Succinctly express Jacobian of a simple vector-valued function as a matrix

45 Views Asked by At

For any $U \in \mathbb R^{m \times d}$ and $v \in \mathbb R^m$, let $\theta = \mathrm{cat}(\mathrm{vec}(U),\mathrm{vec}(v)) \in \mathbb R^{N}$ be the concatenation of the vectorization of $U$ and $v$, where $N:=m(d+1)$. Note that $(U,v)$ and $\theta$ are equivalent representations of the same object.

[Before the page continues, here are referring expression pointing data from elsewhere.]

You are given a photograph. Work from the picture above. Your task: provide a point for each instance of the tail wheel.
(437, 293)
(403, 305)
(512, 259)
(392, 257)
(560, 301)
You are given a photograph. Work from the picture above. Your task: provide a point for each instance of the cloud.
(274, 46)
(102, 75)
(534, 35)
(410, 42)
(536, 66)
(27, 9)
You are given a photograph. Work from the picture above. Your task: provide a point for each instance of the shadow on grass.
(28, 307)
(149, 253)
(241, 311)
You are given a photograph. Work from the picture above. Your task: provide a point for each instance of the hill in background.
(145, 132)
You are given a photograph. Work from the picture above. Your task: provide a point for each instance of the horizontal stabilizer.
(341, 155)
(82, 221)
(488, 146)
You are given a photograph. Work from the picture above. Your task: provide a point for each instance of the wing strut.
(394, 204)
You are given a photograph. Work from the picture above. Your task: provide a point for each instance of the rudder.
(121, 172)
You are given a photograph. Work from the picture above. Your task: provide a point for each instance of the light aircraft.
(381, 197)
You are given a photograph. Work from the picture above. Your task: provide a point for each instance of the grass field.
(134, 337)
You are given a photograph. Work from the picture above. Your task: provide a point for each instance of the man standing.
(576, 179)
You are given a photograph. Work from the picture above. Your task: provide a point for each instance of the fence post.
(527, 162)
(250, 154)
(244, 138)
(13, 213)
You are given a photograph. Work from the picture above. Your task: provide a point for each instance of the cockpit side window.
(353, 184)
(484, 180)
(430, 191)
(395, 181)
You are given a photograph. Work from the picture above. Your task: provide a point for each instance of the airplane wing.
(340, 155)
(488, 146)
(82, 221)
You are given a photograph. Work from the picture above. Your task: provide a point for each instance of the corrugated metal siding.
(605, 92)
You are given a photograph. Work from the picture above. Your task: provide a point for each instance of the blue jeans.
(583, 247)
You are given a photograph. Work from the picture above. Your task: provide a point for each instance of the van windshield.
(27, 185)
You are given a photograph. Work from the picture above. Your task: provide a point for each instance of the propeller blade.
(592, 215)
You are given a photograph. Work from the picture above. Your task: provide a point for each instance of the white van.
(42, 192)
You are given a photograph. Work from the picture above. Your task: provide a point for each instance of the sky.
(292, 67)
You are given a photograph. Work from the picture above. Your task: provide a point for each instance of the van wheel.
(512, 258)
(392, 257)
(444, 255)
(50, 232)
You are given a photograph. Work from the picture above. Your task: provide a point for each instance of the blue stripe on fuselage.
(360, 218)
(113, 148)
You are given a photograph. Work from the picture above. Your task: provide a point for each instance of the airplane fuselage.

Consider the function $T:\mathbb R^N \to \mathbb R^d$ defined by $T(\theta) := U^\top v \in \mathbb R^d$.

Question 1. How to succinctly write the Jacobian $\nabla T (\theta)$ as an $N \times d$ matrix in terms of $U$ and $v$ ?

I think this should be possible via some clever usage of Kronecker products, Hadamard products, block matrices, etc., but my matrix calculus skills are a bit rusty.

Question 2. Is it true that $\nabla T(\theta)$ has full rank $d$ for almost all $\theta$ ?

1

There are 1 best solutions below

0
On BEST ANSWER

$ \def\bbR#1{{\mathbb R}^{#1}} \def\bs{\boldsymbol} \def\t{\theta}\def\e{\varepsilon}\def\o{{\tt1}} \def\LR#1{\left(#1\right)} \def\op#1{\operatorname{#1}} \def\vc#1{\op{vec}\LR{#1}} \def\qiq{\quad\implies\quad} \def\m#1{\left[\begin{array}{c|c}#1\end{array}\right]} \def\p{\partial} \def\grad#1#2{\frac{\p #1}{\p #2}} $Define the zero vector $z\in\bbR{d},\;$ the identity matrix $I\in\bbR{d\times d},\;$ the augmented matrix and its Gramian $$\eqalign{ A &= {\bs[}\,U\;v\,{\bs]} = {\bs[}\,u_1\;u_2\:\cdots\ u_d\:\,v\,{\bs]}, \qquad A^TA &= \m{U^TU&U^Tv\\\hline v^TU&v^Tv} \\ }$$ where the $(1,2)$ block of the latter is the required vector function.

Now define block matrix analogs of the standard cartesian basis vectors $$\eqalign{ E_1 = \m{I \\ z^T} \qquad E_2 = \m{z \\ \o} \;\equiv\; e \\ }$$ which allow us to extract the desired $(1,2)$ partition as $$\eqalign{ T \;=\; U^Tv \;=\; E_1^T\LR{A^TA}E_2 \\ }$$ Calculate the differential of the $T$ function $$\eqalign{ dT &= E_1^T\LR{A^TdA+dA^TA}e \\&= E_1^TA^TdA\,e + E_1^TdA^TAe \\ }$$ Then vectorize it and isolate the gradient wrt $\t$ $$\eqalign{ \t &= \vc{A} \\ d\t &= \vc{dA} \\ dT &= \LR{e\otimes AE_1}^T d\t + \LR{E_1\otimes Ae}^T d\t \\ \grad{T}{\t} &= \LR{e\otimes AE_1 \;+\; E_1\otimes Ae}^T \\ }$$ You might want to transpose this result, depending on your preferred layout convention.